The statement is generated with multiple sub select queries explained below:
a. A SQL Select statement to fetch only inserted rows from temporary table
<table_select> := SELECT * FROM #inserted
The above select statement is referred through a common table expression - WITH [with_alias] AS (table_select)
b.

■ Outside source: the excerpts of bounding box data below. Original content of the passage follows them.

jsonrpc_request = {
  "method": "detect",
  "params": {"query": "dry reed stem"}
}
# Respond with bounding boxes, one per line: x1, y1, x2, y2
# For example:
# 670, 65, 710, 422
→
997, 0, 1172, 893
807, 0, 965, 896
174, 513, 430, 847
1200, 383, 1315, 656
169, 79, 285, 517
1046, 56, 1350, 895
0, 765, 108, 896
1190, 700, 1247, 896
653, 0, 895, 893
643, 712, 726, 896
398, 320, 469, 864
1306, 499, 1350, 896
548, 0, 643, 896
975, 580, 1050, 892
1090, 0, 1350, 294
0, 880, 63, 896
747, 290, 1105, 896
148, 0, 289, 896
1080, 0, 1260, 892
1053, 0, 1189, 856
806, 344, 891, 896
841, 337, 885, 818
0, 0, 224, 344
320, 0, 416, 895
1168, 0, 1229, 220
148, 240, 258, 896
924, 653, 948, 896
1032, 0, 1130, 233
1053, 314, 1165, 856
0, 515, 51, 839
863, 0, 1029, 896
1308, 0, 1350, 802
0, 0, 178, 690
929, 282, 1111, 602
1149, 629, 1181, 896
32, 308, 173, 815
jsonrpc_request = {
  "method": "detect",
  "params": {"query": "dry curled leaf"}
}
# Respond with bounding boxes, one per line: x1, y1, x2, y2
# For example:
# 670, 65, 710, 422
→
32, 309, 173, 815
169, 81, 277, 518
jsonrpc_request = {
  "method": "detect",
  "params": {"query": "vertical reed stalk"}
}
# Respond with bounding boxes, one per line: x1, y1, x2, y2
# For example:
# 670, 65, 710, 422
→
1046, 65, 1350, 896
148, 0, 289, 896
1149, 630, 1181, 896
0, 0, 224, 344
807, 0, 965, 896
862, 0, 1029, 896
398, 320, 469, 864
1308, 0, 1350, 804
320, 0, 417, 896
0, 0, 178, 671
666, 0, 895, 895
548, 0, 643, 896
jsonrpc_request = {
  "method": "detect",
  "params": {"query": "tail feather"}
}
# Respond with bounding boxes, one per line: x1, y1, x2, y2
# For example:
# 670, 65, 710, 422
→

The affected_rows
field value is obtained by using COUNT
aggregation and the returning
field selection set is translated to
a SQL select statement using mkSQLSelect
.
<mutation_output_select> := SELECT (SELECT COUNT(*) FROM [with_alias]) AS [affected_rows], (select_from_returning) AS [returning] FOR JSON PATH, INCLUDE_NULL_VALUES, WITHOUT_ARRAY_WRAPPER
c. Evaluate the check constraint using CASE
expression. We use SUM
aggregation to check if any inserted row has failed the check constraint.
<check_constraint_select> := SELECT SUM([check_sub_query].[check_evaluation]) FROM ( SELECT (CASE WHEN <check_boolean_expression> THEN 0 ELSE 1 END) AS [check_evaluation] FROM [with_alias] ) AS [check_sub_query]
d. The final select statement look like
WITH "with_alias" AS (<table_select>) SELECT (<mutation_output_select>) AS [mutation_response], (<check_constraint_select>) AS [check_constraint_select]
When executed, the above statement returns a single row with mutation response as a string value and check constraint result as an integer value.
buildUpsertTx :: TableName -> AnnotatedInsert 'MSSQL Void Expression -> IfMatched Expression -> QueryTagsComment -> TxET QErr IO () Source #
Translates an IR IfMatched clause to SQL and builds a corresponding transaction to run against MS SQL Server.
We do this in 2 steps:
- Create a temporary table called
#values
which will hold the values the user want to insert, and insert the values into it - Build an run a
MERGE
statement to either insert or upsert the values from the temporary table#values
into the original table, and output the affected rows into another temporary table called#inserted
which will be used to build a "response" for the user.
Should be used as part of a bigger transaction in buildInsertTx
.
buildInsertResponseTx :: StringifyNumbers -> Text -> AnnotatedInsert 'MSSQL Void Expression -> QueryTagsComment -> TxET QErr IO (Text, Int) Source #
Builds a response to the user using the values in the temporary table named #inserted.